This is largely a repost from last year, but it turns out we have some readers new to this site who are interested in knowing some of the basics, so here goes.
There are three major sub-types of influenza virus. B and C don't cause big problems but type A is a major drag on the human condition -- in part because it's also a bummer for pigs, horses, Flipper and Shamu, and birds, which means we can't get rid of it. Influenza A replicates sloppily, which means it is constantly mutating. These small mutations are why the flu shot you got last year won't work this year. But the even worse part is that the virus can swap whole gene segments.
That's bad because the virus has a protein called haemaglutinin (HA) that sticks out from its surface and gets it into cells. There are 15 known major sub-types of HA, in virus that infects birds, but only 3 sub-types are known to have been prevalent in the human population -- called H1, H2, and H3. So, if a variety with, say, H5 were to develop the ability to infect humans, we'd be up a very thick and sticky creek, because nobody on earth has any immunity to H5 influenza.
Starting in 1997, there have been recurrent outbreaks of an H5 strain (specifically H5N1, with the N designating another protein called neuraminidase, which is less important to infectivity) in domestic and wild birds in Asia, which in at least two countries, Vietnam and Thailand, have infected people. (Note: Since I wrote this, of course, there have been human cases in China, Turkey, Iraq and Indonesia, as well.) This strain causes very severe disease and has killed young and healthy victims. It has also shown (so far) limited ability to be transmitted from person to person. H5N1 is now firmly entrenched in Asian bird populations and it's showing up in all sorts of unexpected places -- even tigers, which is really novel. Many experts believe it is likely only a matter of time before an H5N1 strain hits on the right combination of mutations to become highly infectious among Homo sapiens, and then, Kapow! -- by which I mean millions of seriously ill Americans (not to mention the rest of the world), severe disruptions to international commerce, an overwhelmed health care system, and, if enough people are sick at once, possible break downs in public services causing all sorts of collateral damage.
(To clarify, which I probably did insufficiently the first time, the idea is that the basic structure of the H5 haemagluttinin spike remains the same, but the virus undergoes other, small mutations that enable it to pass efficiently from human to human. This can happen either by random mutation, or by genetic recombination with other viral strains in dually infected humans or even swine.)
Other bloggers are on the case regularly, so that's all I'm going to have to say about this for now. Except that, in conclusion, our wartime President has diverted vast quantities of public health funding and planning to the threat of bioterrorism, which has now become largely synonymous with public health emergency preparedness. This has meant not only immediate misdirection of government resources, but also a cultural blind spot. Nature is still out there folks.
And, as a further update, since I wrote this our wartime President finally noticed the problem. The response, however, has been inadequate and largely inappropriate. I commend interested people to the Effect Measure blog, where this is covered very closely by a real expert, which I'm not. The last really major flu pandemic, in 1918-19, was also an avian flu. It decimated troops fighting WWI, and probably contributed to the end of that conflict. Lesser pandemics have happened since.
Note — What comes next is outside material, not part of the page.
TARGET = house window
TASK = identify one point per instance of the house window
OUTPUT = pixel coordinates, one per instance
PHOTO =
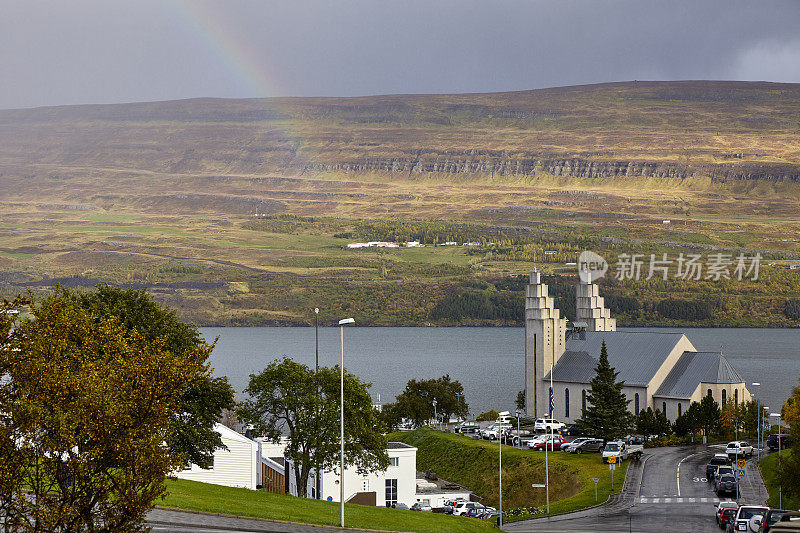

Further addendum: I realize that I also need to explain that, while ordinary seasonal flu and pneumonia mostly kill frail elderly and immunocompromised people, past pandemic flu strains, and H5N1 so far, have preferentially killed young and healthy people. The reason seems to be that the killing mechanism is a hyperactive immune response, a so-called "cytokine storm" (cytokines are molecules that cells use to signal each other, which are essential to immune response) in the lungs, that causes the lungs to fill with pus and fluid so that the victim drowns. Younger people, with more active immune systems, are actually more at risk than us semi-codgers. The only way to keep people alive through this is with mechanical ventilation, but there aren't nearly enough ventilators to go around. Sorry for the major bummer folks, but y'all need to know. This may or may not happen, but it's a legitimate concern. Probably fewer than 5% of sufferers will actually die, but that's still potentially a lot of people. And 30% of the population or so will become ill, if the event is like 1918.